You're holding a 5-euro note. The magician folds it, blows on it, unfolds it, and it has become a 50-euro note. Same spot, same hands, no switch in sight. How?
Watch this trick in action
The technique: the Himber fold
Sterke Valuta uses a variant of the classic Himber fold (named after Richard Himber, 1940s). The note is folded in eights in a specific way, creating a hidden compartment. The other note already sits in that compartment, flat and invisible.
The 'flip' is an illusion: by opening the fold along the other axis, the second note appears and the first disappears into the hidden compartment. Mechanically it's simple, but it takes dozens of hours of practice to perform smoothly.
- ✦Both notes are prepared in advance and joined at one corner
- ✦The fold must be exactly placed so both notes appear identical
- ✦The showy action (blowing, shaking) hides the critical moment
The psychology: why money works especially well
Money instantly activates attention and reward areas in the brain. Spectators focus more strongly on a banknote than on ordinary paper. Paradoxically, that focus is what makes the trick possible, all attention is on the note, not on the subtle finger movements.

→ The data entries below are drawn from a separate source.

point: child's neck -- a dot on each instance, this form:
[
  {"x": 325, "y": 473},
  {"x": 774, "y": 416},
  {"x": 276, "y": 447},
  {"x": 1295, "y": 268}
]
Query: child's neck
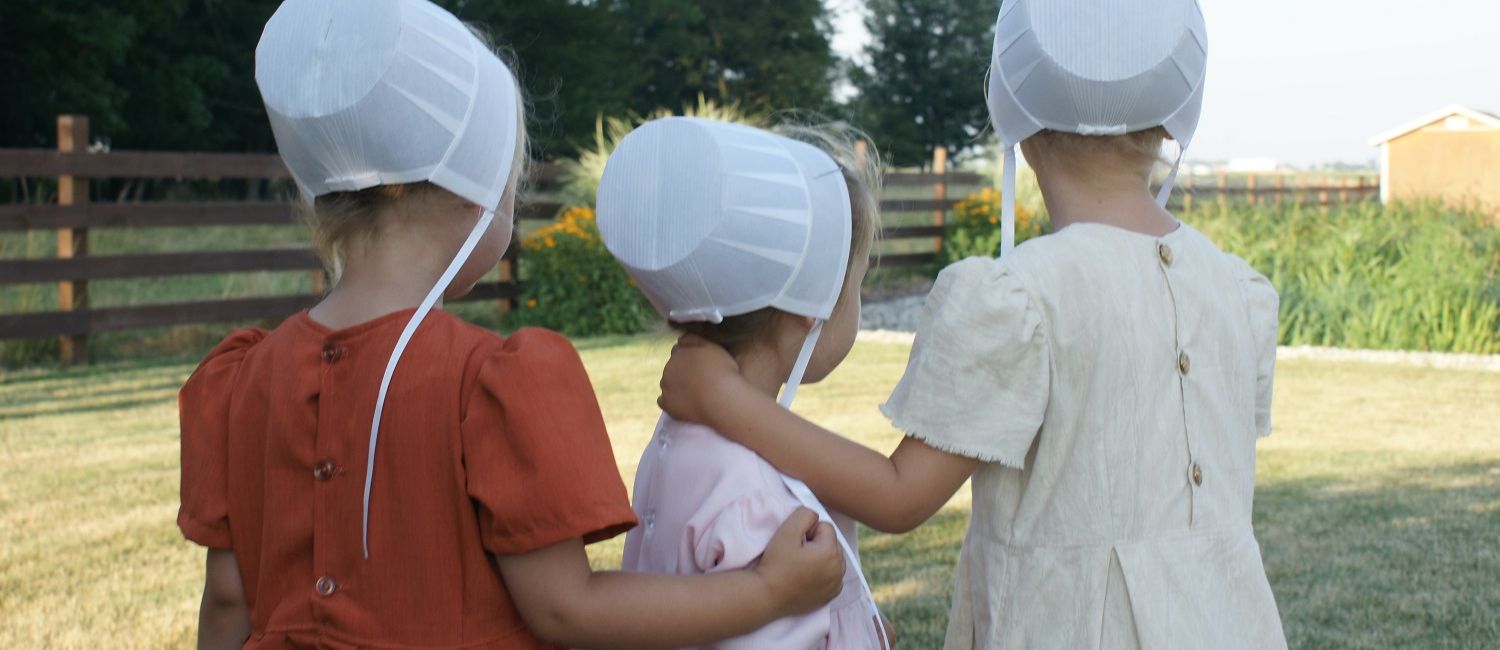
[
  {"x": 381, "y": 275},
  {"x": 1119, "y": 200},
  {"x": 762, "y": 370}
]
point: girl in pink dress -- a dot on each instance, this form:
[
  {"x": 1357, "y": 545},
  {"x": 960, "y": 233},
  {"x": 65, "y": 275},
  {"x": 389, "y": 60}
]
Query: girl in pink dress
[{"x": 758, "y": 242}]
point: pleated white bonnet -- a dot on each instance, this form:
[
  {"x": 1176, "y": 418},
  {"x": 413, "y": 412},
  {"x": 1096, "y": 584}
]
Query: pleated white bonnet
[
  {"x": 1095, "y": 68},
  {"x": 381, "y": 92},
  {"x": 716, "y": 219}
]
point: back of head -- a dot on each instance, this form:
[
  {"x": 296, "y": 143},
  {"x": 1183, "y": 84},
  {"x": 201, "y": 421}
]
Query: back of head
[
  {"x": 1095, "y": 69},
  {"x": 383, "y": 92}
]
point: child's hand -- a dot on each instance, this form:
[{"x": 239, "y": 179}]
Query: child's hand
[
  {"x": 696, "y": 374},
  {"x": 803, "y": 565}
]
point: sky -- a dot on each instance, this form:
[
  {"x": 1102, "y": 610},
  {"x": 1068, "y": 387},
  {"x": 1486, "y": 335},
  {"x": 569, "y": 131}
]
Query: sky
[{"x": 1310, "y": 81}]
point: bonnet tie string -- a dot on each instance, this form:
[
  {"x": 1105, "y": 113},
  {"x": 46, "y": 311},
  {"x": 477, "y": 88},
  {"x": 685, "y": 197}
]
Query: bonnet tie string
[
  {"x": 806, "y": 496},
  {"x": 395, "y": 358}
]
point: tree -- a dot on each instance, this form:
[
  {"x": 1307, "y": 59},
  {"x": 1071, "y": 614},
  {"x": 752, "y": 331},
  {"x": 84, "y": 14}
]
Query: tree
[
  {"x": 150, "y": 74},
  {"x": 924, "y": 83},
  {"x": 762, "y": 54}
]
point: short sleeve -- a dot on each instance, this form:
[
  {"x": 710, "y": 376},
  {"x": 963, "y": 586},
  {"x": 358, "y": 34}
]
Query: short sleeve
[
  {"x": 536, "y": 455},
  {"x": 977, "y": 382},
  {"x": 203, "y": 410},
  {"x": 1263, "y": 305},
  {"x": 735, "y": 538}
]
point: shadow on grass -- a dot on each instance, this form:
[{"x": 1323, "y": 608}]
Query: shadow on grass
[
  {"x": 912, "y": 575},
  {"x": 1391, "y": 559}
]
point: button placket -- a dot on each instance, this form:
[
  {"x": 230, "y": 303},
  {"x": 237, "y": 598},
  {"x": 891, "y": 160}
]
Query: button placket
[
  {"x": 332, "y": 352},
  {"x": 1184, "y": 364}
]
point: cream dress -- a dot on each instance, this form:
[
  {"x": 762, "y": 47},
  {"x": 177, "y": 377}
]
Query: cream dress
[{"x": 1115, "y": 386}]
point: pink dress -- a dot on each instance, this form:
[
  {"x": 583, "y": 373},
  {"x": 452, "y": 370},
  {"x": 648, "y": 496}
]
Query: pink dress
[{"x": 708, "y": 505}]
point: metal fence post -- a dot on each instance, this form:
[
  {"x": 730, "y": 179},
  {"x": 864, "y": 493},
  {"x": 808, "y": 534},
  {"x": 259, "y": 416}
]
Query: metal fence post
[{"x": 72, "y": 294}]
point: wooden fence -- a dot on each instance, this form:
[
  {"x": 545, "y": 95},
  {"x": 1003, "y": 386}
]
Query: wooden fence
[
  {"x": 911, "y": 197},
  {"x": 1274, "y": 188},
  {"x": 74, "y": 216}
]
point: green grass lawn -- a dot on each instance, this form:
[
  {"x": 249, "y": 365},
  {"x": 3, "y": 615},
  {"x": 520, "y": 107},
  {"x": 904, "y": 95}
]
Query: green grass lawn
[{"x": 1379, "y": 502}]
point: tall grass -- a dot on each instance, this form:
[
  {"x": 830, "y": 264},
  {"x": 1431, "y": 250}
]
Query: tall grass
[{"x": 1401, "y": 276}]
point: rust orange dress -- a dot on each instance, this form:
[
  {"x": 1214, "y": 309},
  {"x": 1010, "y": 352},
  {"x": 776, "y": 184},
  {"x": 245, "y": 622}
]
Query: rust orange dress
[{"x": 488, "y": 446}]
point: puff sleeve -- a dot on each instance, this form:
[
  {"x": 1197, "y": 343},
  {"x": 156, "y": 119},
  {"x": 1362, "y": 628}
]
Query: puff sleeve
[
  {"x": 1263, "y": 306},
  {"x": 537, "y": 460},
  {"x": 977, "y": 382},
  {"x": 203, "y": 409}
]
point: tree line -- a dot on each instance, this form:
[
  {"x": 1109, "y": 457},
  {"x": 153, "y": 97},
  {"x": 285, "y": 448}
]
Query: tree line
[{"x": 179, "y": 74}]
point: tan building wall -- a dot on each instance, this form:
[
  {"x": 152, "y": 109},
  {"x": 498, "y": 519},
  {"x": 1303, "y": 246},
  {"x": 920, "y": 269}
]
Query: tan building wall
[{"x": 1457, "y": 165}]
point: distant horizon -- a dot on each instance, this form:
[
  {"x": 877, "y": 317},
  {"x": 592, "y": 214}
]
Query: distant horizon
[{"x": 1310, "y": 83}]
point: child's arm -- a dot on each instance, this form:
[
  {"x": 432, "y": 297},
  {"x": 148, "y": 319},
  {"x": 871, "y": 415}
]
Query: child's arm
[
  {"x": 566, "y": 602},
  {"x": 224, "y": 620},
  {"x": 893, "y": 494}
]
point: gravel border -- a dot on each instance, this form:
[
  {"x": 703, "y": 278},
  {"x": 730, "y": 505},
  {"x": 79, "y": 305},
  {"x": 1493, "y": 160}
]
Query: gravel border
[{"x": 1464, "y": 362}]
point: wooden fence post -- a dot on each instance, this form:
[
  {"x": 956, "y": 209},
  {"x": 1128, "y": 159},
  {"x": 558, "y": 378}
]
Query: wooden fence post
[
  {"x": 941, "y": 191},
  {"x": 72, "y": 135},
  {"x": 507, "y": 273}
]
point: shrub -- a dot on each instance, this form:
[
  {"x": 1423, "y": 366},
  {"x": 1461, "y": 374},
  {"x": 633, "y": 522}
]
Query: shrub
[
  {"x": 1406, "y": 276},
  {"x": 570, "y": 282},
  {"x": 974, "y": 227},
  {"x": 581, "y": 176}
]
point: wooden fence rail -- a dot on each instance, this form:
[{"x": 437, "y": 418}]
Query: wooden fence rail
[{"x": 74, "y": 216}]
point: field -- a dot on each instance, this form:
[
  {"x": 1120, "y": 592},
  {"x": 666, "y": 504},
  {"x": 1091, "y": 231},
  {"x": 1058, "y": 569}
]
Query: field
[{"x": 1377, "y": 505}]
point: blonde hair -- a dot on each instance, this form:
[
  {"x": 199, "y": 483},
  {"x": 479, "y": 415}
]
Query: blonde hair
[
  {"x": 338, "y": 218},
  {"x": 1136, "y": 150},
  {"x": 863, "y": 173}
]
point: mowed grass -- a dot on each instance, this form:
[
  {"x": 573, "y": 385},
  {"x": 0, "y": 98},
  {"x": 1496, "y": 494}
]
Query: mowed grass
[{"x": 1379, "y": 502}]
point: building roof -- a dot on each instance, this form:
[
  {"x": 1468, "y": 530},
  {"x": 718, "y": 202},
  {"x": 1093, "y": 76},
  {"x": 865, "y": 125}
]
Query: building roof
[{"x": 1454, "y": 110}]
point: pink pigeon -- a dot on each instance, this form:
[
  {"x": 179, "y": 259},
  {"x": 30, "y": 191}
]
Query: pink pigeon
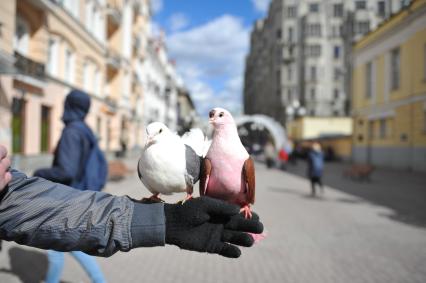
[{"x": 227, "y": 170}]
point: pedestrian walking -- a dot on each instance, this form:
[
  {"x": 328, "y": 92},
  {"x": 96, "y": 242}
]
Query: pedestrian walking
[
  {"x": 270, "y": 154},
  {"x": 283, "y": 158},
  {"x": 79, "y": 163},
  {"x": 315, "y": 167}
]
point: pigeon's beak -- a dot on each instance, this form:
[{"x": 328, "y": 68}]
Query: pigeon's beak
[
  {"x": 149, "y": 140},
  {"x": 211, "y": 116}
]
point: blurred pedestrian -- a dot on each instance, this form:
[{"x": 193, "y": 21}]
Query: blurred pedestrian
[
  {"x": 283, "y": 158},
  {"x": 77, "y": 161},
  {"x": 315, "y": 167},
  {"x": 270, "y": 154}
]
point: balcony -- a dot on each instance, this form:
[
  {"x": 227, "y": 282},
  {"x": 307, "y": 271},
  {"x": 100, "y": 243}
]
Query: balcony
[
  {"x": 29, "y": 67},
  {"x": 113, "y": 59},
  {"x": 113, "y": 17}
]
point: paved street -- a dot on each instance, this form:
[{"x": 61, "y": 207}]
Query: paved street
[{"x": 355, "y": 232}]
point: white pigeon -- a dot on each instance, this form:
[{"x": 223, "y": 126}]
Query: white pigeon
[{"x": 167, "y": 165}]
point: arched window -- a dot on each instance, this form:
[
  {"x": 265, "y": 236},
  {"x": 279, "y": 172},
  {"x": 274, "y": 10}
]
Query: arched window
[
  {"x": 22, "y": 36},
  {"x": 52, "y": 56}
]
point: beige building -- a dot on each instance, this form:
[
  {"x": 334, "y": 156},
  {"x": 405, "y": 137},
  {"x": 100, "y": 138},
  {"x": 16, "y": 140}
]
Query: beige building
[
  {"x": 48, "y": 48},
  {"x": 333, "y": 133},
  {"x": 389, "y": 92}
]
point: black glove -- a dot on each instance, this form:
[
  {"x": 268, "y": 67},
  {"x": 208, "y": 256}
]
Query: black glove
[{"x": 209, "y": 225}]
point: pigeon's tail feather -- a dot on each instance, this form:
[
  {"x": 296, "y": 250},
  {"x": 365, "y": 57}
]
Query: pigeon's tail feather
[{"x": 196, "y": 140}]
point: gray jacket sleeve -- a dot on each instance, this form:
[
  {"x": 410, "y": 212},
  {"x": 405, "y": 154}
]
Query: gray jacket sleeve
[{"x": 47, "y": 215}]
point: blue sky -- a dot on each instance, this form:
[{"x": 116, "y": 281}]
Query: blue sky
[{"x": 209, "y": 41}]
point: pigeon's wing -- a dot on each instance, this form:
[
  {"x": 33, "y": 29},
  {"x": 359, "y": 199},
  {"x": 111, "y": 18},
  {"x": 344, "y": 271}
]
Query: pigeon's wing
[
  {"x": 195, "y": 139},
  {"x": 249, "y": 177},
  {"x": 206, "y": 168},
  {"x": 193, "y": 166}
]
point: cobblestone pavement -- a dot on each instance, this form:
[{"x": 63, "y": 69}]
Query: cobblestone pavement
[{"x": 355, "y": 232}]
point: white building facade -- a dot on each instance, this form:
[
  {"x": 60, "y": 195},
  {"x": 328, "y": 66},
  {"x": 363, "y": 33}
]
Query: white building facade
[{"x": 299, "y": 59}]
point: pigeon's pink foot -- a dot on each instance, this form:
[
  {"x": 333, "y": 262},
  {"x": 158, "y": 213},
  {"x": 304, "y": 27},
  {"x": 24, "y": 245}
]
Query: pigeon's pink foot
[
  {"x": 152, "y": 199},
  {"x": 258, "y": 237},
  {"x": 188, "y": 197},
  {"x": 246, "y": 210}
]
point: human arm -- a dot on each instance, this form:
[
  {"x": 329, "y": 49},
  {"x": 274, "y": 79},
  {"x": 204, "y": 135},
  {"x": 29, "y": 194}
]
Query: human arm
[
  {"x": 47, "y": 215},
  {"x": 5, "y": 175},
  {"x": 43, "y": 214}
]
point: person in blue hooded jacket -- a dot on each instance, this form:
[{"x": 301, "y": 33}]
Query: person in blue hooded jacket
[
  {"x": 69, "y": 161},
  {"x": 315, "y": 166}
]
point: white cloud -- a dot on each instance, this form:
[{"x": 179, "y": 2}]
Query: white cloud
[
  {"x": 261, "y": 5},
  {"x": 157, "y": 6},
  {"x": 210, "y": 58},
  {"x": 178, "y": 21}
]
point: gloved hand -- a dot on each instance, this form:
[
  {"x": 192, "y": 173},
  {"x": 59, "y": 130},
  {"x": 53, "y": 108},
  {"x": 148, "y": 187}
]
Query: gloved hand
[
  {"x": 5, "y": 176},
  {"x": 209, "y": 225}
]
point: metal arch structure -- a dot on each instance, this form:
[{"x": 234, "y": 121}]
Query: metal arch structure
[{"x": 277, "y": 131}]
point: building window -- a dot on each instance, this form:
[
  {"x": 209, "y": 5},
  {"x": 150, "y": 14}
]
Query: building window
[
  {"x": 71, "y": 5},
  {"x": 336, "y": 74},
  {"x": 86, "y": 77},
  {"x": 127, "y": 86},
  {"x": 395, "y": 68},
  {"x": 381, "y": 9},
  {"x": 338, "y": 10},
  {"x": 279, "y": 33},
  {"x": 313, "y": 73},
  {"x": 127, "y": 30},
  {"x": 336, "y": 53},
  {"x": 313, "y": 50},
  {"x": 89, "y": 14},
  {"x": 278, "y": 79},
  {"x": 336, "y": 93},
  {"x": 69, "y": 66},
  {"x": 360, "y": 5},
  {"x": 290, "y": 34},
  {"x": 371, "y": 129},
  {"x": 314, "y": 7},
  {"x": 291, "y": 11},
  {"x": 52, "y": 57},
  {"x": 313, "y": 30},
  {"x": 362, "y": 27},
  {"x": 45, "y": 129},
  {"x": 382, "y": 124},
  {"x": 424, "y": 121},
  {"x": 290, "y": 96},
  {"x": 18, "y": 125},
  {"x": 21, "y": 39},
  {"x": 424, "y": 62},
  {"x": 97, "y": 82},
  {"x": 336, "y": 30},
  {"x": 98, "y": 127},
  {"x": 369, "y": 80}
]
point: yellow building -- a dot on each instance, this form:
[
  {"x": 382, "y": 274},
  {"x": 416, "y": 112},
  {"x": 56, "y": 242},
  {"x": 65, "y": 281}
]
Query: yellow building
[
  {"x": 49, "y": 47},
  {"x": 389, "y": 92}
]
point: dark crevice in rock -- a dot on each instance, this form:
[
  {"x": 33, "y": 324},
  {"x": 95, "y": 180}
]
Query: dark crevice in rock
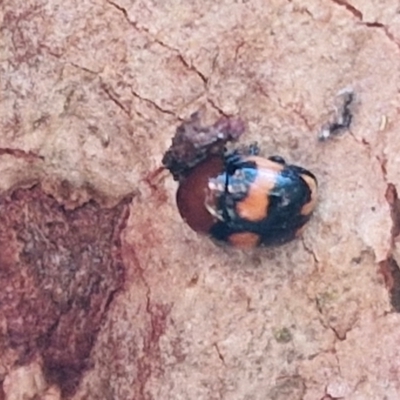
[
  {"x": 389, "y": 268},
  {"x": 59, "y": 271}
]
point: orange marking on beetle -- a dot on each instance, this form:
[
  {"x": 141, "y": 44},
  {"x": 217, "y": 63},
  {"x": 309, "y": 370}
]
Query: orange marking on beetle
[
  {"x": 254, "y": 207},
  {"x": 309, "y": 207},
  {"x": 244, "y": 240}
]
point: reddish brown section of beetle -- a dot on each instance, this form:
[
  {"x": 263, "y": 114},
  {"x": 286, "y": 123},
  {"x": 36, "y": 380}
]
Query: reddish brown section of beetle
[
  {"x": 59, "y": 271},
  {"x": 244, "y": 240},
  {"x": 191, "y": 194},
  {"x": 309, "y": 207},
  {"x": 255, "y": 205}
]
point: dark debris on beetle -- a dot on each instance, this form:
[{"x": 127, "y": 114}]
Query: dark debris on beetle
[{"x": 194, "y": 143}]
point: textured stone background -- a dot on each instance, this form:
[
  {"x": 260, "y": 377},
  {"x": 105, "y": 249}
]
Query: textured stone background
[{"x": 91, "y": 92}]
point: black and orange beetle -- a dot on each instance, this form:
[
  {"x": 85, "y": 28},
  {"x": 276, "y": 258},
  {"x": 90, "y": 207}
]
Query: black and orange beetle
[{"x": 244, "y": 199}]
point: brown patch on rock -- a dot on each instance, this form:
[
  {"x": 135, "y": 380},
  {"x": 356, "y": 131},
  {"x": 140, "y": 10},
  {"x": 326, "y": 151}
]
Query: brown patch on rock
[{"x": 59, "y": 271}]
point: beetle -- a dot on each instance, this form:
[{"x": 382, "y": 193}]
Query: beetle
[{"x": 247, "y": 200}]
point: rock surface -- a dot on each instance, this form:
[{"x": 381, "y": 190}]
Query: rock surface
[{"x": 91, "y": 94}]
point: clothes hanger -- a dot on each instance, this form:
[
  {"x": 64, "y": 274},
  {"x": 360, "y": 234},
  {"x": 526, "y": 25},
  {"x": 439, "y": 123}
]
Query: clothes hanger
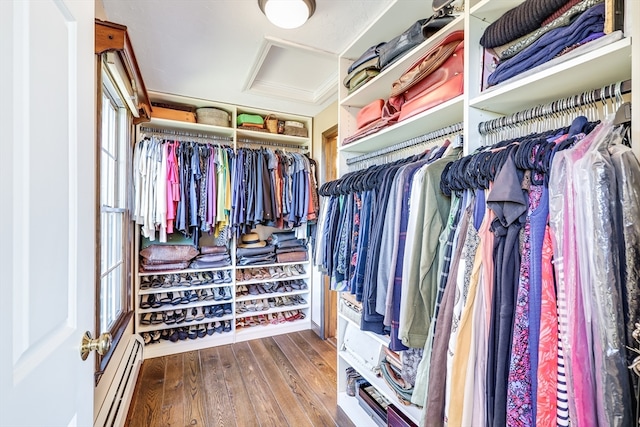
[{"x": 623, "y": 112}]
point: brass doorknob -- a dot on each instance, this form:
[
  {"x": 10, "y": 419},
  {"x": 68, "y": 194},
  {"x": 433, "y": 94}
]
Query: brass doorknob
[{"x": 102, "y": 344}]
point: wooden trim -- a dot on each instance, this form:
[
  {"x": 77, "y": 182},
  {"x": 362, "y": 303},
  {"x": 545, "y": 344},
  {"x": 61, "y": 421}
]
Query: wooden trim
[{"x": 110, "y": 36}]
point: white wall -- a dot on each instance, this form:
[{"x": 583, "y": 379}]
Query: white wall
[{"x": 324, "y": 121}]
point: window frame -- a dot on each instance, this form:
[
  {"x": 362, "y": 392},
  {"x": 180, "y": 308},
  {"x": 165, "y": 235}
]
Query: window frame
[{"x": 127, "y": 133}]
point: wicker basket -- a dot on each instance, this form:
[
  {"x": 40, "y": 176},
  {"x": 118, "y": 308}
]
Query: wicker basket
[
  {"x": 293, "y": 123},
  {"x": 213, "y": 116},
  {"x": 271, "y": 123},
  {"x": 295, "y": 131}
]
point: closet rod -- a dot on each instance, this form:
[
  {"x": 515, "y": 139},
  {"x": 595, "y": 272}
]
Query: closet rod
[
  {"x": 559, "y": 106},
  {"x": 184, "y": 133},
  {"x": 439, "y": 133},
  {"x": 272, "y": 143}
]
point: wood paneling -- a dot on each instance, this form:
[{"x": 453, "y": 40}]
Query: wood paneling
[{"x": 287, "y": 380}]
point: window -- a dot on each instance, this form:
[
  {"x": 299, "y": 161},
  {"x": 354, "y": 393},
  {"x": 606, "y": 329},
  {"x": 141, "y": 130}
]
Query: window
[{"x": 113, "y": 305}]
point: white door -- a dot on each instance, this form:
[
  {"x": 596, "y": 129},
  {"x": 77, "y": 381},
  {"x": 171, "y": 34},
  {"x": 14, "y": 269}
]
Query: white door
[{"x": 47, "y": 211}]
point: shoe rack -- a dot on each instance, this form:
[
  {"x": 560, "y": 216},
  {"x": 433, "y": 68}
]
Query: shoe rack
[{"x": 186, "y": 310}]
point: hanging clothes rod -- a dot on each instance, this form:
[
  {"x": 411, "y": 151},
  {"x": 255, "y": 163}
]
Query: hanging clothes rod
[
  {"x": 272, "y": 144},
  {"x": 556, "y": 107},
  {"x": 185, "y": 133},
  {"x": 436, "y": 134}
]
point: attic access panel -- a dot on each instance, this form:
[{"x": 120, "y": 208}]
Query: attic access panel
[{"x": 289, "y": 70}]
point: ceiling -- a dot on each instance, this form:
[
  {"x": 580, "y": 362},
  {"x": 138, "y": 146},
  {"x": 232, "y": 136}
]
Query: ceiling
[{"x": 227, "y": 51}]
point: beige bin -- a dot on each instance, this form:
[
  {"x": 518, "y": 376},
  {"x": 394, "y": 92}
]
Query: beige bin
[{"x": 213, "y": 116}]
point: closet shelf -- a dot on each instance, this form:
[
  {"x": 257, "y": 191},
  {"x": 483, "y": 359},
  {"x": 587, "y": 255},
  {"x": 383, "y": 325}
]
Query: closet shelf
[
  {"x": 272, "y": 137},
  {"x": 277, "y": 264},
  {"x": 272, "y": 295},
  {"x": 379, "y": 383},
  {"x": 162, "y": 326},
  {"x": 272, "y": 310},
  {"x": 182, "y": 288},
  {"x": 491, "y": 10},
  {"x": 380, "y": 86},
  {"x": 438, "y": 117},
  {"x": 279, "y": 279},
  {"x": 170, "y": 307},
  {"x": 188, "y": 270},
  {"x": 395, "y": 19},
  {"x": 191, "y": 127},
  {"x": 594, "y": 69}
]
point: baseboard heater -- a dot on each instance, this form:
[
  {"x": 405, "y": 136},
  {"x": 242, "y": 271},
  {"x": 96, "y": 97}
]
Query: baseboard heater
[{"x": 113, "y": 412}]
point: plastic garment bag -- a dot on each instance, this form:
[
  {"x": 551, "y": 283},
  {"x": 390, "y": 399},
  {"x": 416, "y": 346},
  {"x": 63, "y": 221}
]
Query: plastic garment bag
[
  {"x": 627, "y": 170},
  {"x": 599, "y": 250},
  {"x": 571, "y": 316}
]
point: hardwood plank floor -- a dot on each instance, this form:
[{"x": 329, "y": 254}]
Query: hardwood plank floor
[{"x": 286, "y": 380}]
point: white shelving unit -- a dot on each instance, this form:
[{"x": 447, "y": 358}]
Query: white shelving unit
[
  {"x": 593, "y": 69},
  {"x": 236, "y": 322}
]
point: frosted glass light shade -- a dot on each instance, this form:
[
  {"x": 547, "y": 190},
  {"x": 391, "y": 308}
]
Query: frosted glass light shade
[{"x": 287, "y": 14}]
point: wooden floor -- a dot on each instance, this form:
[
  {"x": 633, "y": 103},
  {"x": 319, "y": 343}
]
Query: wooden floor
[{"x": 285, "y": 380}]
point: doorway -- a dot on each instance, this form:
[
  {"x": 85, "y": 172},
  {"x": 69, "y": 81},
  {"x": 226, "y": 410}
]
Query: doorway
[{"x": 330, "y": 298}]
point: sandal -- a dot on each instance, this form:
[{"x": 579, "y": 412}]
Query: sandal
[
  {"x": 262, "y": 320},
  {"x": 227, "y": 326}
]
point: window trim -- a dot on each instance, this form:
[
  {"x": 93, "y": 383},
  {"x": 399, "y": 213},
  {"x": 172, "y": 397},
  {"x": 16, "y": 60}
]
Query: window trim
[{"x": 121, "y": 324}]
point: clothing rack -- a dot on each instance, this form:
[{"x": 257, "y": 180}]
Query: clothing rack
[
  {"x": 272, "y": 143},
  {"x": 184, "y": 133},
  {"x": 590, "y": 97},
  {"x": 436, "y": 134}
]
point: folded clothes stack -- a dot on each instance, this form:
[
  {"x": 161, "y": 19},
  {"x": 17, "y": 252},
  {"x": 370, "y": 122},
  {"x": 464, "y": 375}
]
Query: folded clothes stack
[
  {"x": 166, "y": 257},
  {"x": 254, "y": 251},
  {"x": 288, "y": 248},
  {"x": 212, "y": 257},
  {"x": 538, "y": 31}
]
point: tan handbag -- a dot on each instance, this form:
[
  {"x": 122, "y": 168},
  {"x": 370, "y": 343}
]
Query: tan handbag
[{"x": 428, "y": 63}]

We also instinctively believe money must be 'real'. Nobody thinks: 'maybe that's a fake note'. That assumption is exactly what the magician exploits.
Variations worldwide
The trick exists in every currency. American magicians transform dollars, British magicians pounds, and in Asia a 100-yen note often becomes a 10,000-yen note. The effect works everywhere because money is universal, and the psychological impact even more so.
A simple fold, practised for years, combined with the psychology of money: that's how one of the most-requested close-up tricks in the world actually works.